Now it may be that it is simply a little trimming veriable
potentiometer in that area that has a bad connection on its
wiper. So, with the power off and left off for a few hours,
carefully noting the current setting, changing the setting and
then very carefully putting it back where it was, may do the
trick. Only do one at a time! Check the picture afterwards...be
very careful to put it back exactly where it was. Don't do this
with power on...never, ever, do this to more than one at once.

Or it could, indeed, be a bad joint or hairline crack. Which
could be /inside/ a component, such as an electrolytic
capacitor. No disrespect intended, but, it is a very skilled job
repairing such things - especially if the components are
surface-mounted. It also needs special tools and a patience and
care more commonly found in saints..

Unfortunately, with 17" CRTs now selling for a pittance and
second hand ones even more so, in most places that have them, it
isn't economic to repair them. Unless you are in one of those
parts of the World where this isn't true?... It certainly isn't
worth the risk of electrocuting yourself over something that
would only be worth 25GBP - fully working...



Thank you for the reply. I will have a look at the area you
suggest.
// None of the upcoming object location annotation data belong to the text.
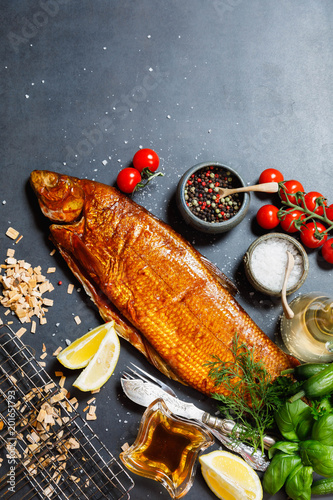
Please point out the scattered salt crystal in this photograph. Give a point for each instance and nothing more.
(269, 262)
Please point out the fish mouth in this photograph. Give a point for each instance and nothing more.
(61, 198)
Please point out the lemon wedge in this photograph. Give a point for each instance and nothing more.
(230, 477)
(81, 351)
(102, 365)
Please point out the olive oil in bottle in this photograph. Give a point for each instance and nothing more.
(309, 334)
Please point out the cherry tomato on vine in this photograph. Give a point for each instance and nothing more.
(329, 212)
(146, 158)
(270, 175)
(311, 235)
(289, 218)
(128, 178)
(291, 188)
(327, 250)
(310, 202)
(267, 217)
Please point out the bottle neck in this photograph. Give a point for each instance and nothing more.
(320, 315)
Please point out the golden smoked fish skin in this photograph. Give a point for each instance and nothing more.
(166, 299)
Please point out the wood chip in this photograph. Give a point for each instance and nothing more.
(62, 381)
(56, 352)
(23, 287)
(48, 302)
(91, 417)
(125, 447)
(92, 410)
(20, 332)
(12, 233)
(77, 320)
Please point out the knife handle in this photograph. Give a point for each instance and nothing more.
(226, 427)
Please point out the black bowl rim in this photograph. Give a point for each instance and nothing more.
(233, 221)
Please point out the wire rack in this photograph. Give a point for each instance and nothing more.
(46, 449)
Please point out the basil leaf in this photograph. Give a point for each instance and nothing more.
(289, 416)
(298, 484)
(323, 429)
(318, 455)
(278, 471)
(287, 447)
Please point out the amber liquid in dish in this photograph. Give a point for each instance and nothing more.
(169, 447)
(309, 335)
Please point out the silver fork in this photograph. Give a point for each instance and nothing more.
(147, 377)
(254, 458)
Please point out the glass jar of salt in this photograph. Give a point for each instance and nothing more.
(266, 262)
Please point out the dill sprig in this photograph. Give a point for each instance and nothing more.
(252, 398)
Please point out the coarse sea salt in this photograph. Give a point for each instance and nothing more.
(269, 262)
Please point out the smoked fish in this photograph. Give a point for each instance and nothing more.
(167, 300)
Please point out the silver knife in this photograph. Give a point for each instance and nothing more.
(144, 393)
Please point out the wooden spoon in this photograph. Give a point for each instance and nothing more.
(266, 187)
(288, 312)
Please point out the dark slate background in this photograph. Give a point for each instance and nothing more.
(85, 84)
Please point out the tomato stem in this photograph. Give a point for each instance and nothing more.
(303, 208)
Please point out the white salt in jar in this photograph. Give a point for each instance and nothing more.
(266, 261)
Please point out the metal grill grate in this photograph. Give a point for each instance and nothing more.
(47, 449)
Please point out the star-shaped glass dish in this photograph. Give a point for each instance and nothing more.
(166, 449)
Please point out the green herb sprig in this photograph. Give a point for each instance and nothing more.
(252, 396)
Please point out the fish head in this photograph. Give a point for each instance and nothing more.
(61, 198)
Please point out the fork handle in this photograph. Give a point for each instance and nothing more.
(226, 427)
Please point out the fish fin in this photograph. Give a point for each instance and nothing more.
(220, 276)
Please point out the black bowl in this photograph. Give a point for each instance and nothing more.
(206, 226)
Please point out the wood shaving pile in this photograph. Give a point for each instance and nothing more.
(45, 428)
(23, 289)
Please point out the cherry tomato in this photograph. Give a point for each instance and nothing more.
(128, 178)
(146, 158)
(267, 216)
(291, 188)
(310, 202)
(289, 219)
(270, 175)
(329, 212)
(327, 250)
(309, 234)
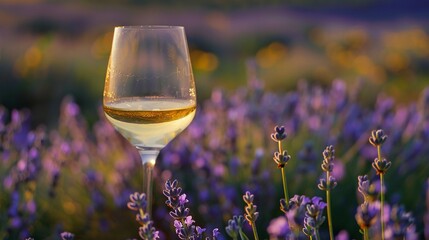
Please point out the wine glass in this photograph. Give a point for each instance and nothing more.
(149, 92)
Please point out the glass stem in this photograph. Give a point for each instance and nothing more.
(148, 157)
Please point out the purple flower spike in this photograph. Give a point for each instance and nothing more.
(281, 159)
(381, 166)
(67, 236)
(377, 137)
(279, 134)
(248, 198)
(137, 201)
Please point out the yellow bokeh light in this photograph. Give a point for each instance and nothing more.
(270, 55)
(204, 61)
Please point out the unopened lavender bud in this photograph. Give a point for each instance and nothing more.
(248, 198)
(377, 137)
(381, 166)
(279, 134)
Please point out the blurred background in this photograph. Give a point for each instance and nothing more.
(50, 49)
(53, 49)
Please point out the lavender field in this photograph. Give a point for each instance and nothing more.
(332, 99)
(79, 179)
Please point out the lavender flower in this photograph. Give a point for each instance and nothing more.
(183, 222)
(234, 229)
(279, 134)
(380, 165)
(314, 217)
(328, 183)
(138, 203)
(377, 137)
(67, 236)
(281, 158)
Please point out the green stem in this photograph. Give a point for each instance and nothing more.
(365, 234)
(317, 234)
(381, 196)
(285, 186)
(255, 232)
(141, 211)
(382, 205)
(328, 202)
(284, 178)
(242, 235)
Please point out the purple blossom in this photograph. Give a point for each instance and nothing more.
(67, 236)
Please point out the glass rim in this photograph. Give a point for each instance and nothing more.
(149, 27)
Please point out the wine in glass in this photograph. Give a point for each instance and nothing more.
(149, 93)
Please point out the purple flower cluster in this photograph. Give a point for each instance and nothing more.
(183, 222)
(138, 203)
(76, 175)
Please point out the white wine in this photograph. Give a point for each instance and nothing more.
(150, 122)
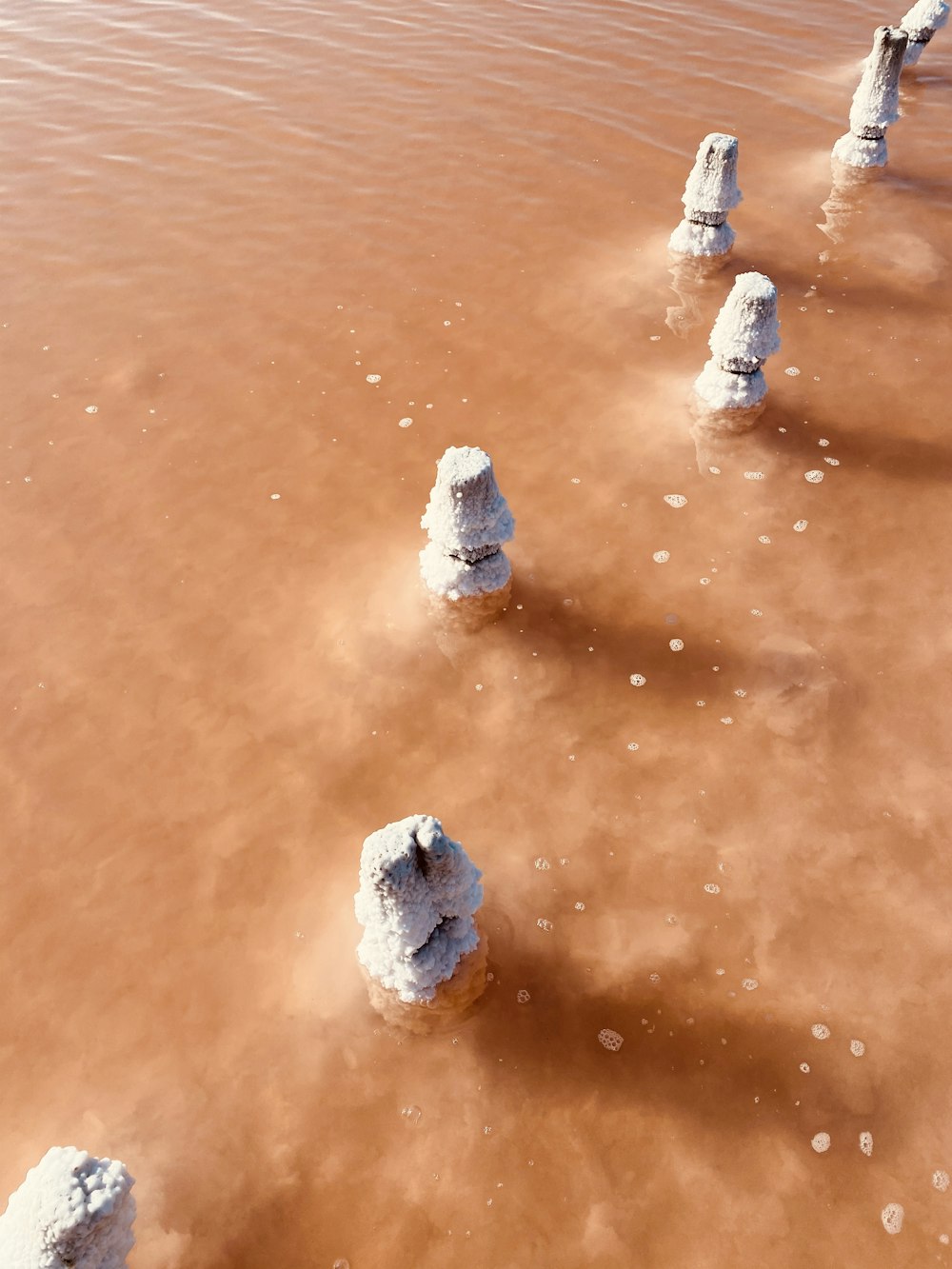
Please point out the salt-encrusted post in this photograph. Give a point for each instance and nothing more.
(875, 102)
(418, 898)
(744, 335)
(71, 1210)
(708, 197)
(467, 521)
(921, 24)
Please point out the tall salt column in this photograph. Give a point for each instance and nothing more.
(71, 1210)
(744, 335)
(921, 24)
(421, 949)
(467, 521)
(875, 102)
(708, 197)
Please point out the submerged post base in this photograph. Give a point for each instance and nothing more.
(861, 151)
(452, 998)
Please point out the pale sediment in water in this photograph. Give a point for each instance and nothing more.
(875, 102)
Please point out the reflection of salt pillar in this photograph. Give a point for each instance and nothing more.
(921, 24)
(744, 335)
(710, 194)
(71, 1210)
(418, 898)
(875, 102)
(467, 521)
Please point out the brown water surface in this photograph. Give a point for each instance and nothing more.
(219, 674)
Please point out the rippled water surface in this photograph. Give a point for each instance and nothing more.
(219, 675)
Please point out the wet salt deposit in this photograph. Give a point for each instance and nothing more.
(268, 262)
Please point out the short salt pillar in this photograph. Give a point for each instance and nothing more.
(708, 197)
(921, 24)
(467, 521)
(422, 949)
(875, 102)
(71, 1210)
(744, 335)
I need to switch the minitor off and perhaps leave it
for a while to permit any retained HT charges to drain away.


There are design rules about fitting bleed resistors to high voltage
capacitors but, if you are suspecting a board may have the odd dry joint
or two, Murphy suggests that one of them is going to be on a bleed
resistor.. So I wouldn't go touching anything with bare fingers, if I
were you, even after "a while".


I might add one extra observation -- at the same time as the other
symptoms I get one, two, maybe three horiszontal lines across the
screen which seem to be brighter/lighter than the image on the
screen.

What make tube? Every single Trinitron (or Diamondtron) monitor ever
made has at least one and, for bigger screens, two or more, faint dark
lines running horizontally across the screen. They're most visible on a
plain white screen, but once you know they're there you can't miss them
on any reasonably bright colour. They are caused by damper wires built
into the screen.


(I understand what you mean about cost etc. In fairness to me,
these monitors may be cheap but one might have to get more than
one to make sure there was a decent one among them all!)


Oh, I hated writing that! I really hate throwing stuff away that /is/
repairable, simply because it is uneconomic to repair it. Particularly
as there are places in the World which would love to have it, faults and
all.

The present system looks to be sheer nonsense - at the very least it
would cost so little to throw in a schematic with every electronic
gubbins, together with the waverforms at various testing points. But no,
why make it more economic to repair and lose the sale of the replacement?